The opposite — uncertainty hidden, work hidden, boundary blurred, cancel theatrical — buys local polish at the cost of global trust. And in AI products, where the entire value proposition rests on whether the user trusts the output, trust is not a thing you can spend down lightly.

What to do with this

Three takeaways. These are also the final ones in this set of essays.

  1. Audit every perception cue against its referent. For each animation, badge, transition, or progress signal on your AI surface, name the underlying system event the cue refers to. If you cannot name it, the cue is decorative and you can probably delete it.

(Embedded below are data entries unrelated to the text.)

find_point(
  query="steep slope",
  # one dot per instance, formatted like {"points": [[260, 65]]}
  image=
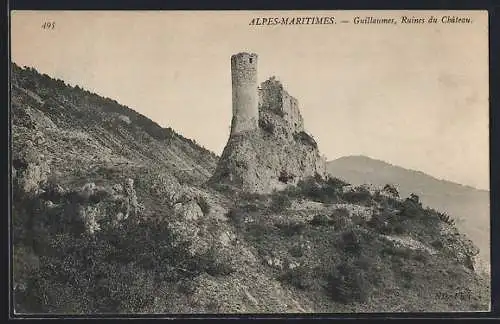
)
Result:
{"points": [[469, 207], [106, 219]]}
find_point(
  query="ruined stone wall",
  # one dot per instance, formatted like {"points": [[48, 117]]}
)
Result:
{"points": [[245, 94]]}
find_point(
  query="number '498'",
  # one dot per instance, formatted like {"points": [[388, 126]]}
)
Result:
{"points": [[49, 25]]}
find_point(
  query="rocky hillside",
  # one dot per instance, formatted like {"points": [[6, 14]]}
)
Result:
{"points": [[469, 207], [111, 214]]}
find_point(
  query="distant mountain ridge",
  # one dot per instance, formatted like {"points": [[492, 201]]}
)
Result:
{"points": [[470, 207]]}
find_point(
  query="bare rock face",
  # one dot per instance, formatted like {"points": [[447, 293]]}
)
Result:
{"points": [[276, 154]]}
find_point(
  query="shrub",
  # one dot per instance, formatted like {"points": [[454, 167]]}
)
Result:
{"points": [[204, 205], [357, 196], [411, 209], [446, 218], [351, 241], [305, 138], [391, 190], [267, 126], [285, 177], [320, 220], [280, 202], [296, 251], [300, 277], [319, 190], [347, 284], [210, 263], [336, 183], [290, 229], [237, 216]]}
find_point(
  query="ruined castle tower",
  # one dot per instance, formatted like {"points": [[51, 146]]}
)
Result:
{"points": [[245, 92]]}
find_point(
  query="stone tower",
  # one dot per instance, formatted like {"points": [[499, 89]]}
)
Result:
{"points": [[245, 92]]}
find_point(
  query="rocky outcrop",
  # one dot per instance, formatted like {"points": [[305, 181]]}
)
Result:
{"points": [[276, 154]]}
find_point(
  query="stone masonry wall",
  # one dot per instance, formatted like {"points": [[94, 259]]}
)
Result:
{"points": [[273, 97]]}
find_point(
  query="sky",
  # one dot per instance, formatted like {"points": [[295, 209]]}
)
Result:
{"points": [[414, 95]]}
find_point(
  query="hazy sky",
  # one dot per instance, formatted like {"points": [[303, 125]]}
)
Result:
{"points": [[415, 95]]}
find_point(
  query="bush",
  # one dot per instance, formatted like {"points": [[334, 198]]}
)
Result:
{"points": [[237, 216], [291, 229], [391, 189], [446, 218], [280, 202], [347, 284], [358, 196], [204, 205], [319, 190], [210, 264], [285, 177], [305, 138], [300, 277], [320, 220], [266, 126]]}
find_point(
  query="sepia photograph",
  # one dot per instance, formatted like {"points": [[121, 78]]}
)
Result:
{"points": [[249, 162]]}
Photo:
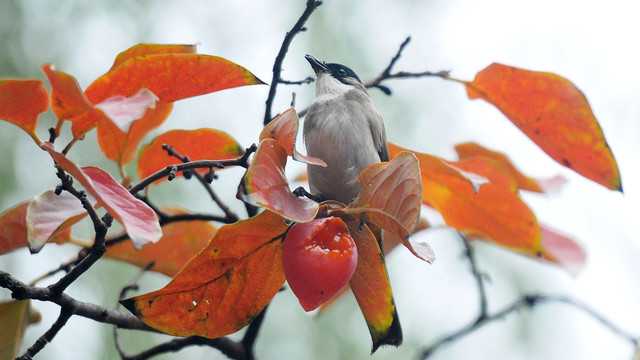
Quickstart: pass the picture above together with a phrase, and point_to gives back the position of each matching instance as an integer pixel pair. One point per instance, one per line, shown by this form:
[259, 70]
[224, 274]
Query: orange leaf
[179, 243]
[553, 113]
[138, 219]
[48, 214]
[67, 99]
[201, 144]
[123, 147]
[21, 101]
[151, 49]
[394, 189]
[70, 103]
[265, 184]
[225, 286]
[493, 213]
[370, 286]
[470, 149]
[14, 231]
[492, 170]
[15, 316]
[284, 128]
[563, 251]
[170, 76]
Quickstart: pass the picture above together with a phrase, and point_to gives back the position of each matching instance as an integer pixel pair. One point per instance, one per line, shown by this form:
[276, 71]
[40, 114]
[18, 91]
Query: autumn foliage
[222, 277]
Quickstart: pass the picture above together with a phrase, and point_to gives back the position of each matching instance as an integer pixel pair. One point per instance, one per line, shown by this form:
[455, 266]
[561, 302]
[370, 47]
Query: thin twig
[251, 335]
[386, 74]
[478, 276]
[47, 337]
[199, 164]
[529, 301]
[22, 291]
[311, 6]
[133, 285]
[100, 227]
[231, 217]
[228, 347]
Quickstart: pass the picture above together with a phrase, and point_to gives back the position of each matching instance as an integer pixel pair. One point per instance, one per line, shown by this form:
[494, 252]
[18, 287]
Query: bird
[343, 128]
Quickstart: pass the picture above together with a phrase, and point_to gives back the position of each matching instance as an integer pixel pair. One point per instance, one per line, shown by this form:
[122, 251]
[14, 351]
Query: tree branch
[526, 301]
[199, 164]
[231, 217]
[47, 337]
[312, 5]
[386, 74]
[22, 291]
[228, 347]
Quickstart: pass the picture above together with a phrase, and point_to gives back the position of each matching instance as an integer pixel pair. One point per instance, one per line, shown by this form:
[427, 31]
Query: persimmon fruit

If the cue claims more than the referent does, the cue is dishonest and you should fix it.
  2. Render uncertainty where the model is uncertain. Lower-contrast typography for low-confidence content, explicit confidence badges where the model exposes them, citation requests for claims the model cannot ground. The cost is a slightly busier surface. The benefit is calibrated user trust — users start trusting the high-confidence outputs precisely because the low-confidence ones are visibly different.
  3. Make cancel actually cancel. If the engineering does not support real cancellation, the button should not exist — and the wait should be designed to be cancellable from the next conversation turn instead. A fake cancel button is the AI equivalent of a placeholder over a non-interactive page, and it costs more trust than the local convenience is worth.

The nine essays before this one were about how to make a wait feel faster. This last one is about where the line is. Perception engineering is one of the strongest tools in the catalogue. It is also the tool with the largest range — from "the product feels alive" to "the product is lying to me." The line is not always obvious. It is always worth marking.

References · 4

  1. Eizenberg

    Eizenberg, E. When Actual Performance Is More Important Than Perceived Performance (Medium). The headline argument that polished placeholders are not a substitute for interactivity. Applied here to AI surfaces: a polished cue is not a substitute for accurate underlying state, and the gap between the two is the deception surface this essay names.

  2. Block & Zakay 1997

    Block, R. A., & Zakay, D. (1997). Prospective and retrospective duration judgments: A meta-analytic review. Psychonomic Bulletin & Review, 4(2), 184–197. The filled-vs-empty-time argument used in the previous essay to justify streaming. Used here to argue the inverse: filling the wait with fake or retimed content cheats the same perception mechanism rather than honouring it.

  3. Anstis 2003

    Anstis, S. (2003). Moving objects appear to slow down at low contrasts. Neural Networks, 16(5–6), 933–938. Low-contrast motion feels slower than high-contrast motion. Borrowed in this essay as the rendering convention for low-confidence AI output — low contrast as a visual claim of uncertainty the user can read without parsing hedging language.

  4. Guo et al. 2017

    Guo, C., Pleiss, G., Sun, Y., & Weinberger, K. Q. (2017). On calibration of modern neural networks. Proceedings of ICML 2017. Showed that modern neural networks tend to be over-confident in their probability estimates and proposed temperature scaling as a calibration fix. Used here as the academic anchor for the claim that AI confidence is a renderable signal and that the UX layer typically discards it.